Updated: Aug 9
What is power factor?
Power factor (PF) is defined as the ratio of real power to apparent power. Real power is measured in kW and apparent power is measured in kVA. Apparent power is also known as Demand. The power factor is a measure of how efficiently you are using electricity.
The beer analogy
To understand the concept of the power factor, let's see the beer analogy.
As you can see, in the beer mug above some of the bear is getting wasted due to foam spill.
Liquid beer - This represents the active power or real power or working power which is measured in kW.
Foam - This represents the reactive power that is measured in kVAR.
Mug - Mug as the whole represents the apparent power that is measured in kVA.
If a circuit is 100 % efficient, demand would be equal to the real power available. A strain will be placed on the utility system when demand is greater than the power available. Demand is calculated by taking the average load during a certain time interval. The lower the power factor, higher the current and hence the operating cost.
Power factor calculation
Power factor is the cosine of the angle between voltage and current.
S = P + jQ ;
S - Demand / Apparent power
P - Real power
Q - Reactive power
Power factor - (P/S) * 100
In the case of DC circuits, both inductive and capacitive reactance is zero because of zero frequency. Thus the power factor of DC circuits is always unity.
In the case of AC circuits, power factors exist since the frequency is not zero.
P = VI ( In DC circuits)
P = VI COSØ ( In AC circuits)
PF = COSØ
For pure resistive circuits,
Q = 0
S = P
S/P = 1
Thus unity power factor.
Phasor diagram of R - Load
Ø = 0 ; PF = COSØ = 1
Inductive load: In the case of Inductive loads (motors, generators, transformers - any load that has windings has inductance), the inductance of the windings does not allow the sudden change in current, so the current will lag behind the applied voltage and the power factor in such circuits is lagging power factor.
Phasor diagram of L- Load
P = VI Cos (90) = 0
PF = Cos (90) = 0
Thus power factor of the pure inductive circuit is zero.
Capacitive load: In the case of capacitive loads, the capacitance does not allow the sudden change in voltage. Thus, the current leads the capacitor voltage. The power factor in such circuits is the leading power factor.
Phasor diagram of C - Load
P = VI Cos(-90) = 0
PF = Cos(-90) = 0
Thus power factor of the pure capacitive circuit is zero.
Similarly power factor can be calculated for different types of loads viz., RL, RC, LC, RLC.
Importance of power factor:
Power factor is very crucial for economic operation and quality transmission of the power system. The current required to deliver the same power increases with a decrease in power factor. For example, Pure resistive load (unity PF) of 50A becomes 100A for a power factor of 0.5 (for same load and voltage).
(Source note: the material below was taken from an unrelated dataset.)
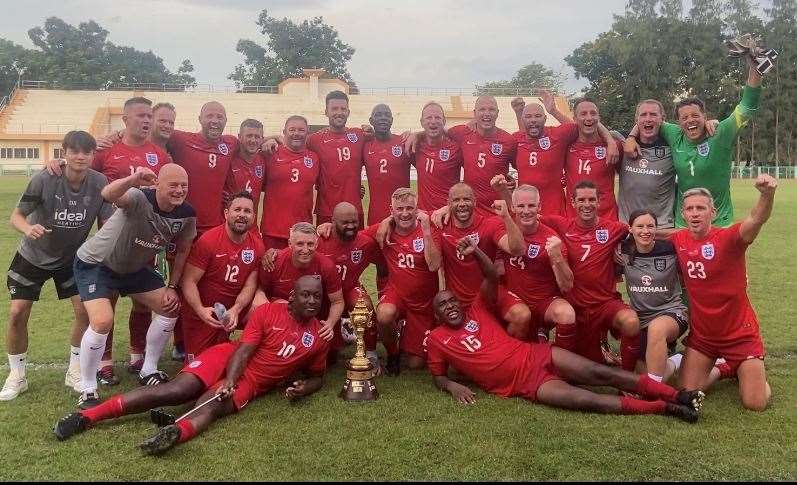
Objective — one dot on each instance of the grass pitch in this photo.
(414, 432)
Poor factor indicates the inefficient usage of available power
Low power factor results in increased cross-section and thus the equipment size.
Reduction in the amount of available useful power.
Lower power factor causes heat damage to insulation and other equipment.
Hence greater the power factor, the higher the efficiency, the lower the losses, and the lower the operating cost. Every utility aims for a higher power factor since higher efficiency indicates better utilization of generating and transmission systems.
Greater power factor also indicates lower current -> lesser cross-section -> lesser resistance -> lesser I^2R losses and thus indicates long-lasting equipment with low operating cost and high efficiency.
Power factor correction:
To overcome all the above-mentioned issues, it is very important to correct the power factor (i.e., making sure that the power factor is closer to unity, usually greater than 0.95).
Linear loads such as induction motors and transformers with low power factors can make use of passive components such as capacitors or inductors.
Non-linear loads such as arc furnaces and rectifiers distort the current drawn from the system. In such cases, active or passive power factor correction can be used to counteract the distortion and raise the power factor.
A higher power factor is often desirable since it improves the voltage regulation at the load. The apparent power can be reduced by installing reactive elements which supply or absorb reactive power near the load. For example, the inductive effect of motors can be diluted by installing capacitor banks and vice versa.
Benefits of power factor correction:
Voltage regulation is improved.
I^2R losses are reduced. which will increase the life span of insulation and other components.
Electricity charges are reduced.
Rating of the cables is reduced.
Voltage dip problems are minimized.
Reactive power penalties paid by industries for operating with lower power factors will be reduced.